IOSCO sees strong support for its vision for an International Sustainability Standards Board under the IFRS Foundation. Following two roundtables on 26 April and 7 May 2021, the Sustainable Finance Taskforce of IOSCO emphasised the importance of continuing the pace and building on the existing momentum to deliver the urgent improvements needed on sustainability reporting. There was strong support for the key elements of IOSCO’s vision for an International Sustainability Standards Board under the IFRS Foundation. Across the two sessions, IOSCO gathered feedback from stakeholders on three main issues, namely: how to best give the ISSB a running start in the development of investor-oriented standards with an enterprise value lens, how to accelerate the implementation of ISSB standards, and how to deliver a building blocks approach.
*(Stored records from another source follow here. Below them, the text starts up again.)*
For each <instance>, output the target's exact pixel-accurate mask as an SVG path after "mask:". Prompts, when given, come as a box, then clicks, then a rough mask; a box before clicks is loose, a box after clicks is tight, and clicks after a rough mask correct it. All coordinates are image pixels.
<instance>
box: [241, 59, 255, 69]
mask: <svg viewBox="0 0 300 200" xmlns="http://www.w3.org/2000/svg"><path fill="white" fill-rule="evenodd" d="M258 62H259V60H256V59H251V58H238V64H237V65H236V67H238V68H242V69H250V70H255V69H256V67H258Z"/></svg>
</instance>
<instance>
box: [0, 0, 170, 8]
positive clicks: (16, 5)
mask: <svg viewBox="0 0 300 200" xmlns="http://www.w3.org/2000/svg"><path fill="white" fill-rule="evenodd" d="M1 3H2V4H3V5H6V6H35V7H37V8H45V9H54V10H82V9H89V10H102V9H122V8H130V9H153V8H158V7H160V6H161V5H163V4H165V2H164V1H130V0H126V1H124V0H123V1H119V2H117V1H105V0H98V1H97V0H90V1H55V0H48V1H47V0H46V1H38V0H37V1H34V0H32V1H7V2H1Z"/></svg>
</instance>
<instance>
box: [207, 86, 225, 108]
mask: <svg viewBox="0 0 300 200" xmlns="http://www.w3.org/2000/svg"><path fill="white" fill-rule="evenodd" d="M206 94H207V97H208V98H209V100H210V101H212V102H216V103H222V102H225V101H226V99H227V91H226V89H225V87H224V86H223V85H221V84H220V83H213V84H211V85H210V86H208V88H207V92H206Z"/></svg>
See IOSCO’s media release.


Court rules that COVID-19 does not result in frustration of abusiness purchase contract.  In Dyco Hotels Pty Ltd v Laundy Hotels (Quarry) Pty Ltd [2021] NSWSC 504, the NSW Supreme Court clarified that the outbreak of COVID-19 and the various restrictions imposed as a result, would not result in a business purchase contract being frustrated where a seller is unable to conduct business in the ordinary course.  In this case, the purchaser of a hotel business claimed that the business purchase contract was frustrated following the outbreak of COVID-19 and the resulting restrictions imposed, in particular, allowing the seller to provide takeaway services only.  The purchaser argued these restrictions modified the business’ operations and resulted in the seller failing to comply with a standard term in the contract requiring it to carry on business “in the usual and ordinary course” – arguing that this resulted in frustration of the contract.  The NSW Supreme Court found that there was no fundamental commercial difference between the actual and contemplated performance of the contract which would make it unjust to hold parties to its terms.  The Court also noted the requirement to conduct business in its ordinary course does not require a seller to conduct business in a manner contrary to law.  This case serves as a reminder that for many contracts, COVID-19 and its implications will now be expected to be considered as part of “business as usual”, and that parties are practically constrained by the restrictions imposed. 


Federal Budget 2021-22 committed to securing Australia’s recovery from COVID-19. While last year’s budget was “unprecedented”, this year’s 2021-22 Federal Budget was in some ways more predictable in its aim to secure Australia’s COVID-19 recovery.  Key themes from this year’s Federal Budget are driving down unemployment and increasing spending in the public and private sectors.  The spending spree was more significant than most were expecting, pumping billions into the economy over the coming months, particularly to low and middle income earners and through business tax relief, which is expected to see a rise in consumer spending.  The Federal Budget also provides additional spending in areas of previous fiscal neglect, such as the elderly, the socially disadvantaged and women’s safety, which round out the key focus areas.  The prospect of structural reform will need to wait, it seems, until the Government sees sustained growth in employment and wages.  See G+T’s Australian Federal Budget Analysis 2021-2022.